Want people to find a voice, but have they lost ability to listen and find a dialogue with colleagues? 

ES: Blogging, how you can write a blog post in such a way that it encourages people to react or respond, and turn it into a dialogue? If your’e just sitting there spouting stuff, unconcerned as to reaction of feedback, people will stop reading you. Conversations can only take place between equals. If this is a conversational platform, have to be willing to act like equals. 

Blogging, 3/4 paras to get people thinking, is different to ephemera of Twitter or Facebook, and it’s my blog! I can move it anywhere!

Interesting in future, and patterns that will emerge. Algorithms mining algorithms. Count on researchers to understand and analyse, compounded by fact that the dataset not published. Even thinking about Twitter, results are only available for a few days. 

ES: Thinkup, Gina Trapani, tools, if there’s enough of a demand people will come up with a tool and start paying for it. Wanted to save and search Twitter. Ephemeral nature is interesting. Genuinely worry that might be the first generation to leave not trace, no big manuscripts, just incompatible file formats. Which is why I use plain text, because I can move it effortlessly from one platform to the next.  

Worked with people good with numbers, but can’t do much with words. What hope to they have, where the winners are the wordiest? What about the value they create?
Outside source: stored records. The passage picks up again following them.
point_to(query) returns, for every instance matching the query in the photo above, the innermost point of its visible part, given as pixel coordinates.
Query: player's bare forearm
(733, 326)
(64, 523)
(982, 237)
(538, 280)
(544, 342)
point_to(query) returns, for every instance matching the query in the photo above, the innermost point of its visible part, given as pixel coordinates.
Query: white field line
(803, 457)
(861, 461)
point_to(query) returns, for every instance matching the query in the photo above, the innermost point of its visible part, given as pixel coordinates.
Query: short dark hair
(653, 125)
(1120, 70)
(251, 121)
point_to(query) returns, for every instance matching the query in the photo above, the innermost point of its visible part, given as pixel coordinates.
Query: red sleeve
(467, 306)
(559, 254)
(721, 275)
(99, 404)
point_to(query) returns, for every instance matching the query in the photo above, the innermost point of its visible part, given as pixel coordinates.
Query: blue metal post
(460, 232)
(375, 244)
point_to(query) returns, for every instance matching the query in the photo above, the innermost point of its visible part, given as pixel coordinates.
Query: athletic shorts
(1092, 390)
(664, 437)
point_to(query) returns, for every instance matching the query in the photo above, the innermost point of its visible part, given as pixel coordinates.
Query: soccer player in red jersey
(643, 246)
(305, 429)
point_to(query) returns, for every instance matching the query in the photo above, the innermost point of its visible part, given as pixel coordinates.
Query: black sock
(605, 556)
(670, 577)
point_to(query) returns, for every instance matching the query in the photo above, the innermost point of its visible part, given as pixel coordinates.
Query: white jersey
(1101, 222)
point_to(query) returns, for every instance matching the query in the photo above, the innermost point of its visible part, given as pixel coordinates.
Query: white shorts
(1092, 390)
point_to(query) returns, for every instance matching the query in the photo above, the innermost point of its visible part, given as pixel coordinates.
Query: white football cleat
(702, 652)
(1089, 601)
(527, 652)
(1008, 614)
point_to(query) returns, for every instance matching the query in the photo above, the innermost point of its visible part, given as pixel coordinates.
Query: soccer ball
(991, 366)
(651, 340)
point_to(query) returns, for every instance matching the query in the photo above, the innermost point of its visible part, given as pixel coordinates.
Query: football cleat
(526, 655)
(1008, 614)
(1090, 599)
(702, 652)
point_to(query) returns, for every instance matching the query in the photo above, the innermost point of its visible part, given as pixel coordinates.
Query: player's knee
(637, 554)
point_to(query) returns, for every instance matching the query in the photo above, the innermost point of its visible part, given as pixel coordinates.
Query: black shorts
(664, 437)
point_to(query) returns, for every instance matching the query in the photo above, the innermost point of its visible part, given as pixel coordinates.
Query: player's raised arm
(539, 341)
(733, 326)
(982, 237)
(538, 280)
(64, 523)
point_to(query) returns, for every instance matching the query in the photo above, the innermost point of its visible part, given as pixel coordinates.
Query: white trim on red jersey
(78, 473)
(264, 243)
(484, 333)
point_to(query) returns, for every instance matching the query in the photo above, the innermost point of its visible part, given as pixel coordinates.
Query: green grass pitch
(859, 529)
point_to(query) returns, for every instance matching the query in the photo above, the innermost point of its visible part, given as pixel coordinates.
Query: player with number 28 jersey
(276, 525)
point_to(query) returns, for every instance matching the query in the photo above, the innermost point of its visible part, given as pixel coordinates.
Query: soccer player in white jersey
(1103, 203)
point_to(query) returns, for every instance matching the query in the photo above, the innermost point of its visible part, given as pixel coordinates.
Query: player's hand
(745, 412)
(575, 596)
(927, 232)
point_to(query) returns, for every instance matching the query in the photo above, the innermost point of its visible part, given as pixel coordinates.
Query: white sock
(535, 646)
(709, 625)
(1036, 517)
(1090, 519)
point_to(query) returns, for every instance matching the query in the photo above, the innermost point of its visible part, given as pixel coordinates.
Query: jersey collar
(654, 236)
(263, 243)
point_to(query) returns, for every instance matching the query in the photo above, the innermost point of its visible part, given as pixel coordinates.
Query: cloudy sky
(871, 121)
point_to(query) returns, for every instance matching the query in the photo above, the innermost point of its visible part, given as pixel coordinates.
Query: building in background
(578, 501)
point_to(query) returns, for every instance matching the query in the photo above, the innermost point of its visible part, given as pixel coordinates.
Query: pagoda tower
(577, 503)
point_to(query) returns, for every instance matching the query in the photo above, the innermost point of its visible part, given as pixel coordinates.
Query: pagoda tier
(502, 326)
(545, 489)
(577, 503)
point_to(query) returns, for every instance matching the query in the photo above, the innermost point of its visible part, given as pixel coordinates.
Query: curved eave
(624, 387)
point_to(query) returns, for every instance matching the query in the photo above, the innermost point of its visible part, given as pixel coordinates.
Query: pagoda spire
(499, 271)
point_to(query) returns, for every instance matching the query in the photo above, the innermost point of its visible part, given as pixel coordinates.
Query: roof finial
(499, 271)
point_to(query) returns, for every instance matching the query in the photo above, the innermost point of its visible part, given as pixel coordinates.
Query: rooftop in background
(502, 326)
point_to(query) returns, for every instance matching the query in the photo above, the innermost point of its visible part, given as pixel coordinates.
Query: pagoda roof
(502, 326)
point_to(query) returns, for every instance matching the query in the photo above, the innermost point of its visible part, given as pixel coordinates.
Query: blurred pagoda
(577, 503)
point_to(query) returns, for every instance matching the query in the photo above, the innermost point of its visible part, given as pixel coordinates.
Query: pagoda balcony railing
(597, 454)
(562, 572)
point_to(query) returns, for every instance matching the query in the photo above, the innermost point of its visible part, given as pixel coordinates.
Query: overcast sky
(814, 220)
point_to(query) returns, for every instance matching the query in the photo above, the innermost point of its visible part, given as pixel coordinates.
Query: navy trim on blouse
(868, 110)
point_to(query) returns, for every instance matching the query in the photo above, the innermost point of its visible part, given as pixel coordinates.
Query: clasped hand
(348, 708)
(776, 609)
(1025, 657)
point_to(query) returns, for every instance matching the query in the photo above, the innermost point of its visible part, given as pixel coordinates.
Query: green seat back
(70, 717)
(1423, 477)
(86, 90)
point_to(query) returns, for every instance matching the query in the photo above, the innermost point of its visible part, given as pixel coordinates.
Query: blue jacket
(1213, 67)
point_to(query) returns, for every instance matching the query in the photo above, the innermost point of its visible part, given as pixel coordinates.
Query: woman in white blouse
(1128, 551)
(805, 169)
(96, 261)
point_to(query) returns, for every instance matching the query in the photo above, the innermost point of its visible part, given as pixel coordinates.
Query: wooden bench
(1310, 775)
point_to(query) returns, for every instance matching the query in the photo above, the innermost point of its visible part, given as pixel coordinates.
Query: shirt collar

Everything is about prose.

ES: We have an unbalanced world atm, people who are good face to face, so this isn’t perfect but it’s differently imperfect so slightly more equitable. 

You once said it is a slow process to introduce social media, change people one at at time. Has that changed?  

ES: No. How long to take full impact? 50 years. It’s impact will be that big and a lot of people as still early days. Been going for 11 years, but it’s still new to a lot of people. They don’t know. It’s shoe leather, have to give people – one at a time – enough reason to have a go, and that’s through conversation and advocacy. Build a network of advocacy, that’s what’s fascinating – world changing but only happens when someone sits down, writes something and presses save. Book written for people to give to those in orgs to help them get it.